Playing for his weekend team in Livonia, Michigan, the 37-year-old former car mechanic had already picked up a yellow card for a foul during a game last June. Then, as the referee reached to pull a second card that would have sent him packing, he cocked back his fist and punched the ref.
“The referee is knocked out. He’s not waking up,” a 911 caller told dispatchers as Saad fled the scene.
Referee John Bieniewicz died from the blow.
A lawsuit over the death was just settled this weekend. Saad received an eight-year sentence after pleading guilty to involuntary manslaughter.
Before Bieniewicz’ death, the National Association of Sports Officials claimed that two other U.S. referees have died after being assaulted on the field. The facts of the most recent case — from 2013 — are almost identical to Saad’s, except for the fact that the puncher was a minor, and it happened in a youth league.

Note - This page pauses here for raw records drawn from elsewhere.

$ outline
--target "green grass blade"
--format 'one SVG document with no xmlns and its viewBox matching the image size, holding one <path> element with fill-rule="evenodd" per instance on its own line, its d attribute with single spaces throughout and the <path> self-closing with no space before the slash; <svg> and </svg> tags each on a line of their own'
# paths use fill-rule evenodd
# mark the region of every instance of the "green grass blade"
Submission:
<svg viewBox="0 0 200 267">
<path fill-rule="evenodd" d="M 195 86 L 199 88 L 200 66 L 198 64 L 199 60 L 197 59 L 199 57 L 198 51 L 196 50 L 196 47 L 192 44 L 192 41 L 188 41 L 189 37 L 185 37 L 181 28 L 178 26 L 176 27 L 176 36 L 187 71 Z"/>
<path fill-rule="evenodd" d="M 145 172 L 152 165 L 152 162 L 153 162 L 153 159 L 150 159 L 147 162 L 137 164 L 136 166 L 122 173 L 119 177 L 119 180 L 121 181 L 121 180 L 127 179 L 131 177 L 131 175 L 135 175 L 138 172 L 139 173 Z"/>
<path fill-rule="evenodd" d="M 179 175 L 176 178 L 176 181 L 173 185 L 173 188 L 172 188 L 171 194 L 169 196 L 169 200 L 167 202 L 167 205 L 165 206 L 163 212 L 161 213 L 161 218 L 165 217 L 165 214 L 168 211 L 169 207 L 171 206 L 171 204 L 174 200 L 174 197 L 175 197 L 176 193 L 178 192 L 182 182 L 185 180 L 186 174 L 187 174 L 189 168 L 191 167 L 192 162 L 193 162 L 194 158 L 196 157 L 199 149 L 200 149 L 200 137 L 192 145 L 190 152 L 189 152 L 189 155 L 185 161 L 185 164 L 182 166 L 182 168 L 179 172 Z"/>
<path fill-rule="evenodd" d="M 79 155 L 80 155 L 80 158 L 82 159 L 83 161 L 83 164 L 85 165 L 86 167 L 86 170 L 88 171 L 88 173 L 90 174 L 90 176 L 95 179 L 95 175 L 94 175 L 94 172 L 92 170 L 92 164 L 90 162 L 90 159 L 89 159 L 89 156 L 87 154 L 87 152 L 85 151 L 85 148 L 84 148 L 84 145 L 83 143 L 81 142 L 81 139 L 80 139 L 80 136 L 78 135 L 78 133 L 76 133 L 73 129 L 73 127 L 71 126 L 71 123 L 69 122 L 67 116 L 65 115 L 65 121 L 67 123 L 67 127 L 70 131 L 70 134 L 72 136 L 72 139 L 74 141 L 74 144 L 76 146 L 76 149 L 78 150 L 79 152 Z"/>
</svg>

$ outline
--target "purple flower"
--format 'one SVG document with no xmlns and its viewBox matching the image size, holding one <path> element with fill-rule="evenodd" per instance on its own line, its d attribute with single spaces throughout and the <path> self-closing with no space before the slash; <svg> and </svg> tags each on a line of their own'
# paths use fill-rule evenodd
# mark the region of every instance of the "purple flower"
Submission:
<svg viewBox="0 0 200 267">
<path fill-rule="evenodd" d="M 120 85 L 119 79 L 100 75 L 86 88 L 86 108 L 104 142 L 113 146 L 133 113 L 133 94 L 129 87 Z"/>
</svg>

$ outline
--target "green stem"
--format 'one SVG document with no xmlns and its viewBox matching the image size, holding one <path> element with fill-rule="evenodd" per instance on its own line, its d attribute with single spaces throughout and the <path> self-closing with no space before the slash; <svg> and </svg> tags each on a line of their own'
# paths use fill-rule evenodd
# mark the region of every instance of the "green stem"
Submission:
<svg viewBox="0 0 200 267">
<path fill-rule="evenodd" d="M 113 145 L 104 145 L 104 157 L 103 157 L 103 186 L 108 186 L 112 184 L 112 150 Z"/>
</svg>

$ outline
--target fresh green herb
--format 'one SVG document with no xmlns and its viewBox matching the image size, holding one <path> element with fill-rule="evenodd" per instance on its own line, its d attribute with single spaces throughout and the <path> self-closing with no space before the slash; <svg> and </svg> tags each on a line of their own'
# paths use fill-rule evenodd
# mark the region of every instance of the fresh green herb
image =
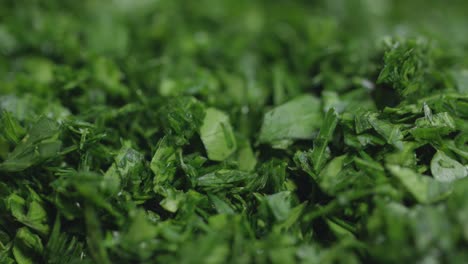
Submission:
<svg viewBox="0 0 468 264">
<path fill-rule="evenodd" d="M 0 263 L 467 263 L 466 10 L 2 1 Z"/>
</svg>

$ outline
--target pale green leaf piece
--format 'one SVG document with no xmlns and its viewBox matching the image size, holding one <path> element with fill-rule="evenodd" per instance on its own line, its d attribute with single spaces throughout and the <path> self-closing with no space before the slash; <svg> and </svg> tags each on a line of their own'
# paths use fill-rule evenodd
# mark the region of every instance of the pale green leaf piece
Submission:
<svg viewBox="0 0 468 264">
<path fill-rule="evenodd" d="M 431 161 L 432 176 L 441 182 L 453 182 L 468 176 L 468 170 L 442 151 L 437 151 Z"/>
<path fill-rule="evenodd" d="M 321 124 L 320 100 L 303 95 L 265 113 L 259 140 L 284 148 L 285 141 L 313 138 Z"/>
<path fill-rule="evenodd" d="M 439 182 L 431 177 L 419 174 L 412 169 L 398 165 L 388 165 L 390 173 L 398 178 L 406 190 L 420 203 L 428 204 L 446 198 L 453 185 Z"/>
</svg>

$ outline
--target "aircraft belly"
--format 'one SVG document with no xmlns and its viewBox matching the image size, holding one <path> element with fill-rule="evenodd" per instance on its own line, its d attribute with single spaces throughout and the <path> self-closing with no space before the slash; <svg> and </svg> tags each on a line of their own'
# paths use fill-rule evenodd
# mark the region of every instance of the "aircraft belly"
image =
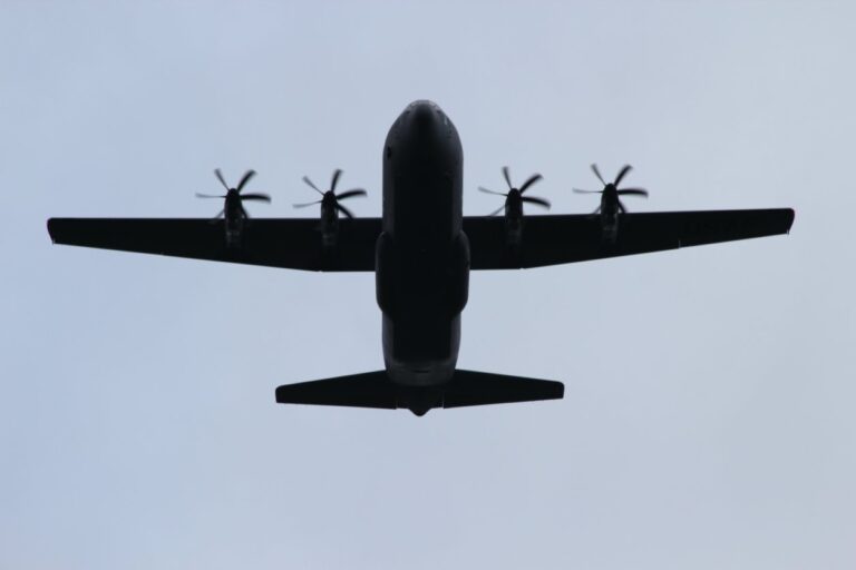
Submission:
<svg viewBox="0 0 856 570">
<path fill-rule="evenodd" d="M 417 311 L 395 320 L 383 314 L 383 360 L 398 384 L 445 384 L 455 372 L 459 345 L 459 314 L 449 318 Z"/>
</svg>

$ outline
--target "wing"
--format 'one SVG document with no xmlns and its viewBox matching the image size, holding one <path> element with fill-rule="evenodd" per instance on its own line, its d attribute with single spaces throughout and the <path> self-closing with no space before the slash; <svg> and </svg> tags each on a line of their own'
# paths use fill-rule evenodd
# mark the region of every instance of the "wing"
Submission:
<svg viewBox="0 0 856 570">
<path fill-rule="evenodd" d="M 503 217 L 465 217 L 464 232 L 470 268 L 510 269 L 787 234 L 792 223 L 789 208 L 622 214 L 611 240 L 596 215 L 529 216 L 516 249 Z"/>
<path fill-rule="evenodd" d="M 374 271 L 379 218 L 339 222 L 338 245 L 324 249 L 317 218 L 251 218 L 240 246 L 227 247 L 223 220 L 182 218 L 51 218 L 56 244 L 121 249 L 290 269 Z"/>
</svg>

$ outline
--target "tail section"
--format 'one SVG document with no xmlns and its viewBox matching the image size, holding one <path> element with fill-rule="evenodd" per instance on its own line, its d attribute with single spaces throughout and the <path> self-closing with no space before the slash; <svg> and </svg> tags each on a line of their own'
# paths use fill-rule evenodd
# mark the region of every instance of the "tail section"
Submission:
<svg viewBox="0 0 856 570">
<path fill-rule="evenodd" d="M 416 415 L 425 415 L 434 407 L 558 400 L 564 391 L 561 382 L 467 370 L 456 370 L 451 381 L 439 386 L 405 386 L 391 382 L 386 371 L 377 371 L 286 384 L 276 389 L 276 402 L 386 410 L 403 407 Z"/>
</svg>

Reliable data on attacks against sports officials isn’t available, but NASO says they’re on the rise.
In June, a referee was attacked by a player and the player’s brother in Kentucky after he showed the player his second yellow card. Before that, a Florida player headbutted a ref twice and then slapped him, leaving him unconscious after he made a call the player didn’t like. And in 2013, also in Kentucky, an off-duty police officer attacked a 13-year old referee at a youth game.

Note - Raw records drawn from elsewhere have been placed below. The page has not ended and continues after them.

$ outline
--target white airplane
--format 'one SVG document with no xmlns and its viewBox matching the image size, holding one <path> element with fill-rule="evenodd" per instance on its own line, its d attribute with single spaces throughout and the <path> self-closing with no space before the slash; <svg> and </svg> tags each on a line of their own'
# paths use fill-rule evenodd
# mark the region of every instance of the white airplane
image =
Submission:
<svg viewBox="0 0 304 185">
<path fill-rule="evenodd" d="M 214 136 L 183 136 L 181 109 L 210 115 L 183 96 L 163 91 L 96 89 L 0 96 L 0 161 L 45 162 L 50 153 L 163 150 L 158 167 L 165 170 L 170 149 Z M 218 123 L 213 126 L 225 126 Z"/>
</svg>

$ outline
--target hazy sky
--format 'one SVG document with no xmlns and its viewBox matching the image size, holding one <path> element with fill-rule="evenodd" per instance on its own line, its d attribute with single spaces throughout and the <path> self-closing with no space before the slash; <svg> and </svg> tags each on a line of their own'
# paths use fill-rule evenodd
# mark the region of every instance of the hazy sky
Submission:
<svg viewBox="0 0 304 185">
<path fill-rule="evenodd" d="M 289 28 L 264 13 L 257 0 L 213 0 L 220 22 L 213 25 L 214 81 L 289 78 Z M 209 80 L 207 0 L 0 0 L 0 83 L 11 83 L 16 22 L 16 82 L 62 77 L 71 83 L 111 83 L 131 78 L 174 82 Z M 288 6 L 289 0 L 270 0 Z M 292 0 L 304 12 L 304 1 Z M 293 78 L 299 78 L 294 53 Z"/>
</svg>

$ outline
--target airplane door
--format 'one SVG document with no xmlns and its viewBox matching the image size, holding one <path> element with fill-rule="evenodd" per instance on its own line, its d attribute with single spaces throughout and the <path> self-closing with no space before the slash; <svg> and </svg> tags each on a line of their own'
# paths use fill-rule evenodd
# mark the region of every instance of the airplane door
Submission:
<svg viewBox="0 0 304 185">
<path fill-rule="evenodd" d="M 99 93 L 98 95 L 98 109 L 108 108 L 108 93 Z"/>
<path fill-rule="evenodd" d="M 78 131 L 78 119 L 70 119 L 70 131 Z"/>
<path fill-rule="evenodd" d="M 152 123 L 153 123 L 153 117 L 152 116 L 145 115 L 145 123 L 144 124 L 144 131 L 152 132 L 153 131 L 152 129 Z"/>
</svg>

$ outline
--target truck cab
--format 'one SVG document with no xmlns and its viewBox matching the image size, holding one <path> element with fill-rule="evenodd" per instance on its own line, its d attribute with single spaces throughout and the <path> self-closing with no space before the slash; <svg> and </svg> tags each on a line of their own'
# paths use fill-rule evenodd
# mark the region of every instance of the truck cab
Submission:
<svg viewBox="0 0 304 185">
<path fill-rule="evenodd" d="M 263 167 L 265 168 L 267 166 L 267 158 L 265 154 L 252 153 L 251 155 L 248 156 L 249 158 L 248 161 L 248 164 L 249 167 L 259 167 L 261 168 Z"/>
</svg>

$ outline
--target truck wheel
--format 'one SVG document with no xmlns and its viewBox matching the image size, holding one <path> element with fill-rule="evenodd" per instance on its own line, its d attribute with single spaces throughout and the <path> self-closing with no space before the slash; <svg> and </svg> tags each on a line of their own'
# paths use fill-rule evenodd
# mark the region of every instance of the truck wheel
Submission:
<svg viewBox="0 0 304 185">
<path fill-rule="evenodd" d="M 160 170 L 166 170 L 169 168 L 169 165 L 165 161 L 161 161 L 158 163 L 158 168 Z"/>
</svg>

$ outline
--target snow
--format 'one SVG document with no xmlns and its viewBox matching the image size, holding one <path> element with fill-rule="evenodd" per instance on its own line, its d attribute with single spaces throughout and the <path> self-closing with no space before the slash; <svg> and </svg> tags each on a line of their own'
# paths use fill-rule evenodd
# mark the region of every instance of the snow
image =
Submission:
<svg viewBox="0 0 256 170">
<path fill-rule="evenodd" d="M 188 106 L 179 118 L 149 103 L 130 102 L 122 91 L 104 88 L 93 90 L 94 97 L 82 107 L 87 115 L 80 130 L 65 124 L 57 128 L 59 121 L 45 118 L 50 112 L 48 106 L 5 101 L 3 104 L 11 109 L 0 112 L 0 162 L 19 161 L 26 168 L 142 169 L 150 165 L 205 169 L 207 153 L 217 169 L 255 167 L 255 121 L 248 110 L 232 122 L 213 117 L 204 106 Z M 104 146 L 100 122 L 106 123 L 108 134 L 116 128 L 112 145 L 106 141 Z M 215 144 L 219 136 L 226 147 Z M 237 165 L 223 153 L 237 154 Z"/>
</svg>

“We are living in an amped-up society. We are living in a world where people in some measure have lost respect for authority,” Barry Mano, founder and president of the NASO, told the Associated Press earlier this year about the incidents.
Twenty-three states have passed laws that make assaults against sports officials more severe than regular assaults.
Michigan is not one of those states, but now the dead referee’s wife, Kris Bieniewicz, is trying to pressure the state to pass one of those laws.
“[Referees are] out there on an island with no one to defend them,” she said. (The law might have to wait till next session to get reviewed.)
In a courtroom during Saad’s trial, she held up the red card Saad never got to receive.
“I would like to serve Mr. Saad with the red card that he was entitled to,” she said.
Saad expressed remorse for his actions, and said “I didn’t know that this was going to happen” when he punched Bieniewicz.
In the sentencing for the case, the judge let Saad go with a few words of wisdom.
“For better or for worse, you’ve come to personify all that’s wrong with, in many people’s belief, the escalation of violence in sports,” the judge said. “You stand before this court as a man who’s been convicted of a senseless, childish act, taking another man’s life with no excuse or justification other than your own rage that you were unable to contain.”